W sieci pojawił się najnowszy klip do singla Natalii Lesz Beat of My Heart, który jak się można było się spodziewać nie spodobał się wszystkim słuchaczom. Fala krytyki i złośliwych komentarzy najwyraźniej dotknęła artystkę, która na swoim Facebooku, zaczęła tłumaczyć się ze swojej twórczości.
- Czytając komentarze w internecie, po premierze mojego najnowszego teledysku do piosenki „Beat of My Heart” dowiedziałam się miedzy innymi tego, że jestem nekrofiliczką, bo w teledysku wyglądam jak Amy Winehouse.

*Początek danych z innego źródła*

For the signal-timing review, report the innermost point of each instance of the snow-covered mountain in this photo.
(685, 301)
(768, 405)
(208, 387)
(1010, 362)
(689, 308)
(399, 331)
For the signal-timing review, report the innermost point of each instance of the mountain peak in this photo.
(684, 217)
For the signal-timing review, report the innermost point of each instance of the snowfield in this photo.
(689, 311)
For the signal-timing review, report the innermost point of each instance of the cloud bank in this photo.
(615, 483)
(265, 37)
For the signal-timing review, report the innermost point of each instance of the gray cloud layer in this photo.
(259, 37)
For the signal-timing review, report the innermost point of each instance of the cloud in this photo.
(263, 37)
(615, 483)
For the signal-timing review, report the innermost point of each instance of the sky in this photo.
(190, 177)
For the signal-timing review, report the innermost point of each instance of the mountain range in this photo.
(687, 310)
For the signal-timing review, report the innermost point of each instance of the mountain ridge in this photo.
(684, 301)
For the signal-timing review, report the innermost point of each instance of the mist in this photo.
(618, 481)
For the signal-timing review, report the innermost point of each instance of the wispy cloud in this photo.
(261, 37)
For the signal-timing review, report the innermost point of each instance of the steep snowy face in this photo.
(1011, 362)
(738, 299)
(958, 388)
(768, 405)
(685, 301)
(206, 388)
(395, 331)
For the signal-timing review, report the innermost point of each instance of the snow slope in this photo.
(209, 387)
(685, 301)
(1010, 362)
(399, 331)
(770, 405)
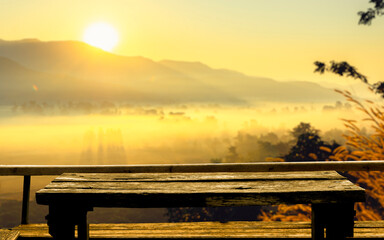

“Gdyby przytulia Amy, na pewno by jeszcze żyła”.
Gwiazda napisała także, że jako artystka ma prawo być zadufana sobie, a muzyka, którą tworzy robi przede wszystkim dla siebie.
Patrz też: NATALIA LESZ bez stanika! Pokazała PIERSI na Złotych Kaczkach
- A wiec drodzy czytelnicy i komentatorzy serwisów plotkarskich. Wiem jedno. Jako Natalia Lesz inspirowałam się, inspiruje i zawsze będę się inspirować kimkolwiek i czymkolwiek zechcę, bo jestem jak większość twórców, osoba narcystyczna. Tworzę, gram i śpiewam, z egoistycznych pobudek, mając nadzieję, ze może ktoś z Was znajdzie w moich “opowieściach” również coś dla siebie. I choć w dużej mierze tworze dla Was, przede wszystkim robię to jednak dla siebie.
Co więcej, wokalistka stwierdziła także, że nie zamieniłaby swojego bogatego ojca, chociaż zarzucają jej, że mężczyzna w dalszym ciągu ją utrzymuje.
- A przy okazji - nie zmienię bogatego tatusia na innego tatusia, ani swojej szkapowatej figury na inną. This is me. Dziękuję fanom i anty fanom za to, że chce im się słuchać i oglądać to co robię, oraz za wszystkie dobre i złe komentarze.
Czy Natalia Lesz komentując złośliwości internautów, naraziła się na kolejne szyderstwa z ich strony?